- Promotional poster
- Directed by: Dave McLaughlin
- Screenplay by: Dave McLaughlin
- Story by: Dave McLaughlin
- Produced by: Charlie Harrington; Donna Bertolon; Lance Greene; Kris Meyer;
- Starring: Joey McIntyre; Eliza Dushku; Mike O'Malley; Sean Lawlor; Will Arnett; Amy Poehler; Lance Greene; Robert Wahlberg;
- Cinematography: Terrence Hayes
- Edited by: Julie Garces
- Release dates: April 25, 2007 (Boston Independent Film Festival); March 14, 2008 (United States);
- Running time: 98 minutes
- Country: United States
- Language: English
- Box office: $23,968

= On Broadway (film) =

On Broadway is an independent film, shot in Boston in May 2006, starring Joey McIntyre, Jill Flint, Eliza Dushku, Mike O'Malley, Robert Wahlberg, Amy Poehler and Will Arnett.

==Plot==
Emotionally devastated by the death of his uncle, Boston carpenter Jack O'Toole (McIntyre) writes a play inspired by the man's wake.
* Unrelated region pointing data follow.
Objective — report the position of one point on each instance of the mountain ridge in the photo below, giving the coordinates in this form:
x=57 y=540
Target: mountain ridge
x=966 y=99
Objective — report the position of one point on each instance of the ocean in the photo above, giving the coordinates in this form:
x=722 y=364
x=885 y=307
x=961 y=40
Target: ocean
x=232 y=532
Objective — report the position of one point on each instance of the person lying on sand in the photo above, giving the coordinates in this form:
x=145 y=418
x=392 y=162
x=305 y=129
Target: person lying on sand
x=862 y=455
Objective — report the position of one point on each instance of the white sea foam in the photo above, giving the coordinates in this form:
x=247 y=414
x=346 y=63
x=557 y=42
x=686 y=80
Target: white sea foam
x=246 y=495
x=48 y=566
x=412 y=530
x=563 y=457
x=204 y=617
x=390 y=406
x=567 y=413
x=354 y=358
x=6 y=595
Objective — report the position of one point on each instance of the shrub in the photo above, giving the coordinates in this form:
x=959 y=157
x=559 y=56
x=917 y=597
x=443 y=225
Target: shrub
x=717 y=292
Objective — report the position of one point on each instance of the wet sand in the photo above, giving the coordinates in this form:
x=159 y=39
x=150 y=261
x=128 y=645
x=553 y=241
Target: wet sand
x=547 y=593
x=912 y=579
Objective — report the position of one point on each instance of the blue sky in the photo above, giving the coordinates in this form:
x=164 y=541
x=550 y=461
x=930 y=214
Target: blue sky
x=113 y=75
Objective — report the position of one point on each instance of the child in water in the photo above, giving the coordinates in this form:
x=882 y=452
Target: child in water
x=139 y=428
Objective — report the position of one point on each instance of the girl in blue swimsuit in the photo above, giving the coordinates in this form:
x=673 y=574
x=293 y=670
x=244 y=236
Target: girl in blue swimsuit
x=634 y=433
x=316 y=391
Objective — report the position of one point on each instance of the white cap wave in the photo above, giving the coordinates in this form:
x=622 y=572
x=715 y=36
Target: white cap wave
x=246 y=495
When nobody will produce the play, Jack quits his job to produce it himself, imagining that this play will give a new start to the strained relationship Jack has with his father. But the only stage Jack can afford is in the back room of a neighborhood pub. In this humble environment, Jack pulls together a theater company of sorts and brings his story to the stage, and in the process he brings together his family and friends and helps them move beyond their loss.

==Cast==
- Joey McIntyre as Jack O'Toole, a carpenter turned playwright
- Eliza Dushku as Lena Wilson, the lead actress in Jack's play
- Mike O'Malley as Father Rolie O'Toole, Jack's priest brother
- Sean Lawlor as Martin O'Toole, Jack's estranged father
- Will Arnett as Tom, the actor and Jack's friend
- Amy Poehler as Farrah, Tom's wife
- Lance Greene as Billy O'Toole, Pete's son and Jack's cousin
- Robert Wahlberg as Kevin Sheehan, Jack's cousin
- Vincent Dowling as Augie Burke, a friend of the O'Tooles
- Lucas Caleb Rooney as Neil Quinn, Jack's friend
- Jill Flint as Kate O'Toole, Jack's wife
- Andrew Connolly as Pete O'Toole, Jack's late uncle

==Credits==
The film was written and directed by playwright/screenwriter Dave McLaughlin and shot by cinematographer Terrence Fitzgerald Hayes. The film was produced by Charlie Harrington.

Additional cast members included Vincent Dowling, Sean Lawlor, Lucas Caleb Rooney, Lance Greene, Andrew Connolly, Peter Giles, Dossy Peabody, Will Harris and Nancy E. Carroll.

==Release==
On Broadway had its festival release at a sold-out premiere at the Independent Film Festival of Boston on April 27, 2007. It received good reviews. The film went on to screen at the film festivals of Woods Hole, Galway, New Hampshire, Hoboken, New Jersey, Waterfront, Napa and Northampton. It won an award for Best Feature in the Galway Film Fleadh, another for Audience Best Feature in the Woods Hole Film Festival, the Grand Jury Prize for Best Film in the New Hampshire Film Festival and had six nominations in the Hoboken Film Festival. At the 2007 Phoenix Film Festival On Broadway won the Sundance Channel Audience Award for Best Film, and Joey McIntyre won the Best Breakthrough Performance Award at the same festival.

On Broadway had a theatrical release on March 14, 2008 in Boston at the Somerville Theater, West Newton Cinema, Sharon Cinemas 8 and Dedham Community Theater.